We live in a global village, as Marshall McLuhan predicted in the 1960s. My daughter, an active MySpace participant, told me several weeks ago about a group she'd discovered through MySpace called Gnarls Barkley. She talked with great energy and enthusiasm about noticing the spread of their music in Toronto, hearing it on the street, and finding people who already knew about it. This was not formal advertising, but the new "word-of-mouth" based on social networks such as MySpace.


GnarlsVid.jpg

When I heard that I could see the Gnarls Barkley video for their song "Crazy" on YouTube, I searched for it, and found it there. The lyrics are great, and the video is striking, both beautiful and interesting But that's not what this post is about. What is amazing is that in a very few weeks, this music and video spread "virally", as they say, through the social networking sites, MySpace and YouTube.

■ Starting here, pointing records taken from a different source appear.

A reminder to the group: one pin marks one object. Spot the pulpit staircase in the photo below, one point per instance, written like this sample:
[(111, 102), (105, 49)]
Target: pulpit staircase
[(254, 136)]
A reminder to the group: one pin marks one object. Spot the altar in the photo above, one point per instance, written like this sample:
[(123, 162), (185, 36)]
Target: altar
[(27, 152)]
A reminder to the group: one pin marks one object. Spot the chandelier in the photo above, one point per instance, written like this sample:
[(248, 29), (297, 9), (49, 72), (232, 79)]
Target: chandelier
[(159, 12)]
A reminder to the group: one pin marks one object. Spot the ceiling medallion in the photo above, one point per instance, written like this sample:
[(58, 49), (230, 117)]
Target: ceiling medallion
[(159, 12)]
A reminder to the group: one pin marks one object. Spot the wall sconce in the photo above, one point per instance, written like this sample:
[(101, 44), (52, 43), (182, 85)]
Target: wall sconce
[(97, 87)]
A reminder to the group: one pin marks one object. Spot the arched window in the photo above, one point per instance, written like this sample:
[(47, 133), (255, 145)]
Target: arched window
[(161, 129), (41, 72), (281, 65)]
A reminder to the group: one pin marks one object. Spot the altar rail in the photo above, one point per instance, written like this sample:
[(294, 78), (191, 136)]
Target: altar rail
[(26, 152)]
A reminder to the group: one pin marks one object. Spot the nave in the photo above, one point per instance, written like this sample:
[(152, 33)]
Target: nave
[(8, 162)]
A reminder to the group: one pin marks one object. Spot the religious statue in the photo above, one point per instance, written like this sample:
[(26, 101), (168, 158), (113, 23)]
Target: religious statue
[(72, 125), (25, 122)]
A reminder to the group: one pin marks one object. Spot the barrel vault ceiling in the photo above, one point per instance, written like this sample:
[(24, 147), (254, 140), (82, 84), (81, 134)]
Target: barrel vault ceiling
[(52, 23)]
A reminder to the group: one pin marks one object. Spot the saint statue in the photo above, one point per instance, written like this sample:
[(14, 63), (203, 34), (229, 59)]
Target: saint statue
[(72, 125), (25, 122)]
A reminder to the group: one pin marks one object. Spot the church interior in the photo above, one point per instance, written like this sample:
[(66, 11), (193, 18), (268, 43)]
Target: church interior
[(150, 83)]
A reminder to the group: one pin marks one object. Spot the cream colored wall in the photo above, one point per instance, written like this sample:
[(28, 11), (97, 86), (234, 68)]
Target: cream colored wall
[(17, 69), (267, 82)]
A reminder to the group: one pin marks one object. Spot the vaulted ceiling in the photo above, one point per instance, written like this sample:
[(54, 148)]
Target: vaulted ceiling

Most of the social netwarking I look at is in English, my language. But YouTube uses videos, a more univeral language of images. We may not uderstand what is on the audio (or what they were thinking, for that matter) but there can be no doubt that we are only part of the world.

YouTube.jpg

Look at the variety of languages that show up on YouTube. The Web shows us that we live in a global village, and the ease with which people can put content on the Web shows us how the enforced passivity of movies and television is being superceded by the activity of posting on the Web, whether it be homemade or professionally produced content.

To me, this worldwide activity is what is most amazing about the Web.